Un chien adulte entraîné et en bonne condition peut tenir 20-30 km par jour sur terrain varié, avec des pauses régulières. Sur multi-jours, 15-20 km par étape est une estimation raisonnable pour éviter la fatigue cumulée. Les races nordiques (Husky, Lapphund) et les setters/retrievers sont plus endurants que les races géantes. Toujours laisser le chien dicter le rythme — il ralentira spontanément s'il est surmené.
Peut-on faire un bivouac en montagne avec un chien ?
Oui, sous conditions. Vérifier au préalable les règles du parc national ou de la réserve naturelle concernée (certains secteurs interdisent les chiens ou exigent une laisse). Prévoir une couverture légère ou un matelas isolant si les nuits descendent sous 5°C, de l'eau en quantité suffisante — repérez les points de ravitaillement de l'itinéraire et prévoyez une réserve pour les portions sans source — et de la nourriture à haute densité calorique. Un sac de couchage pour chien existe mais reste optionnel pour les races à double pelage.
Harnais ou collier pour randonnée ?
Harnais pour les randonnées techniques avec dénivelé ou passages rocheux : il répartit les forces de traction sur le poitrail et évite de solliciter les vertèbres cervicales lors des montées. Le collier reste acceptable pour les balades en forêt sur terrain plat. Pour les passages via ferrata ou les zones escarpées, une longe courte fixée au harnais permet un contrôle précis sans blesser le chien.
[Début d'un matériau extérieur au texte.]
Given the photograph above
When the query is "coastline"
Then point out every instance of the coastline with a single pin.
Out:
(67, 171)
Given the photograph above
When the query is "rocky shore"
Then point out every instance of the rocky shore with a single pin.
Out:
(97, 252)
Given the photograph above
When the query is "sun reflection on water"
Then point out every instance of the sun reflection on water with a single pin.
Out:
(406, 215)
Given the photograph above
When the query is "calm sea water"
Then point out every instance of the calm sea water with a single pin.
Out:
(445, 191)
Peut-on emmener un vieux chien en randonnée ?
Oui, avec adaptation. Un chien de 8-10 ans en bonne condition peut continuer des randonnées modérées (10-15 km, dénivelé limité). Réduire la distance de 20-30% par rapport au pic de forme, éviter les terrains très abrasifs sur les articulations et les températures extrêmes. Un bilan vétérinaire annuel incluant une évaluation articulaire est recommandé pour les chiens actifs après 7 ans. Les signes de fatigue s'installent plus vite — observer la démarche et le comportement.
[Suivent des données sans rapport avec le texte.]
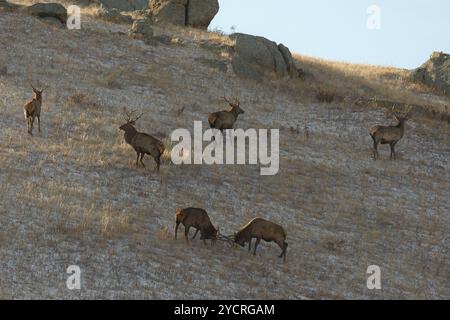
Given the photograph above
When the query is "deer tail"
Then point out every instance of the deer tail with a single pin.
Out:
(180, 216)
Comment gérer la rencontre avec un patou (chien de protection des troupeaux) en alpage ?
Mettre son chien en laisse avant d'apercevoir le troupeau — à 300-400 m minimum. Contourner le troupeau à large distance si possible. Si un patou approche, rester calme, ne pas courir, tenir son chien près de soi et adopter une posture détendue. Ne jamais s'interposer entre un patou et son troupeau. La plupart des incidents surviennent parce que le chien de randonnée s'approche du troupeau librement — le problème est souvent évitable avec une laisse longue ou un rappel solide.
Le Lapphund Suédois est-il vraiment un bon chien de randonnée ?
Très bon, et souvent ignoré au profit des retrievers ou du Berger Australien. Le Lapphund Suédois a été sélectionné pendant des siècles pour accompagner les Saami sur des terrains arctiques accidentés en toutes saisons. Son double pelage épais le protège du froid et de l'humidité, ses pattes compactes s'adaptent aux rochers et à la neige, et son tempérament est calme et sociable. Moins connu en France que le Husky, il est bien plus polyvalent en milieu familial et montagnard tempéré.